With that . . .
. . . same time, next year.
It is Tuesday night, about 26 hours before the start of the Cup finals between the Boston Bruins and Vancouver Canucks. It also is a day when the NHL has announced the shift of one of its franchises, from Atlanta to Winnipeg - a news event that happens less than once a decade. The television is tuned to ESPN, to the 6 p.m. "SportsCenter."
And . . . nothing.
Not a word about hockey.
Not one.
It becomes a game of sorts, watching the scroll on the left side of the screen that announces the segments that are coming next. That ESPN was going to spend a goodly portion of the hourlong show pumping up the start of the NBA Finals, which were to be aired on its corporate sister, ABC, was entirely understandable. ESPN, long ago, acknowledged that its news shows were a promotional vehicle as well as a journalistic enterprise.
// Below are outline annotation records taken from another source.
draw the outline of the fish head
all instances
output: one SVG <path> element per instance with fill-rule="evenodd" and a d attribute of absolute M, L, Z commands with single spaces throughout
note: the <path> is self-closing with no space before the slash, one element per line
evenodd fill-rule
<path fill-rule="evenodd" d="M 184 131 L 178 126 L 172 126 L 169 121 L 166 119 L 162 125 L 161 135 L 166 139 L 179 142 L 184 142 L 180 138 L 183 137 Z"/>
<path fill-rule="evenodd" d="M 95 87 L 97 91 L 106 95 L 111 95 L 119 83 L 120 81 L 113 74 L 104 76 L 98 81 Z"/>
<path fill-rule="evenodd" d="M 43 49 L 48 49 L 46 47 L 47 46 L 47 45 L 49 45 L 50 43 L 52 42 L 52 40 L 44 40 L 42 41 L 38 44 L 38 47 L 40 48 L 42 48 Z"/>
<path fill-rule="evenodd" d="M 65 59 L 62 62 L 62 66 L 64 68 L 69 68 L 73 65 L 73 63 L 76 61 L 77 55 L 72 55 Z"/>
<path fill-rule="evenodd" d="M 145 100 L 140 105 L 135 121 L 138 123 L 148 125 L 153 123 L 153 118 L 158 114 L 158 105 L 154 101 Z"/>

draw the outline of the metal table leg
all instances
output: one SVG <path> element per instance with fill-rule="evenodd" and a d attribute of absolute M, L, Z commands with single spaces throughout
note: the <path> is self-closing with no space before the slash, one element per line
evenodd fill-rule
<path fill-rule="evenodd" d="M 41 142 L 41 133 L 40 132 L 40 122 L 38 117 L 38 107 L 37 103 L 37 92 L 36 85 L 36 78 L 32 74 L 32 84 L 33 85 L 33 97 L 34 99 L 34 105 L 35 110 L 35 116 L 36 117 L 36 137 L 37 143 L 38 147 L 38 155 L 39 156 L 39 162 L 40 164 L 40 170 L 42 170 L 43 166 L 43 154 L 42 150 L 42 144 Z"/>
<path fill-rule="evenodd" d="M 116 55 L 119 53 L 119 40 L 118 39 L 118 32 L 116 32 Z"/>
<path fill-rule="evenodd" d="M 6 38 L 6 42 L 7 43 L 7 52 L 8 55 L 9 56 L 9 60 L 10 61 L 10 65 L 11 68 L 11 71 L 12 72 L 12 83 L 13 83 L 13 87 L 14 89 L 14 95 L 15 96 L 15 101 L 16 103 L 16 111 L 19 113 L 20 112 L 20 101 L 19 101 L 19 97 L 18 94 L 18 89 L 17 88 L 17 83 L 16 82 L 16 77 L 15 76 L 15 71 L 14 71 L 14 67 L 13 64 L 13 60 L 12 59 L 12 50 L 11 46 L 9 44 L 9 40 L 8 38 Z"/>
But to keep watching that scroll . . . and to see a bunch of NBA, followed by a bunch of Jim Tressel, followed by a bunch more NBA, with a smattering of baseball and the French Open, and then a bunch more NBA, and, well, that was it. At which point, ESPN switched to coverage of a baseball game and "SportsCenter" shifted over to ESPN2.
With that, the quest could not be abandoned.
When would they get to the NHL?
If you look at the four major leagues, look at them in terms of annual revenue generated, you get this kind of a rough breakdown:
NFL, $9 billion.
MLB, $7 billion.
NBA, $4 billion.
NHL, $3 billion.
Seeing as how about 20 percent of the NHL revenue comes from Canada, compared probably to about 5 percent of the other sports' revenue - this is total back-of-the-envelope guesstimation - you would have to make some adjustments. But even at that, the NHL receives nowhere near the coverage it merits based upon the money it generates.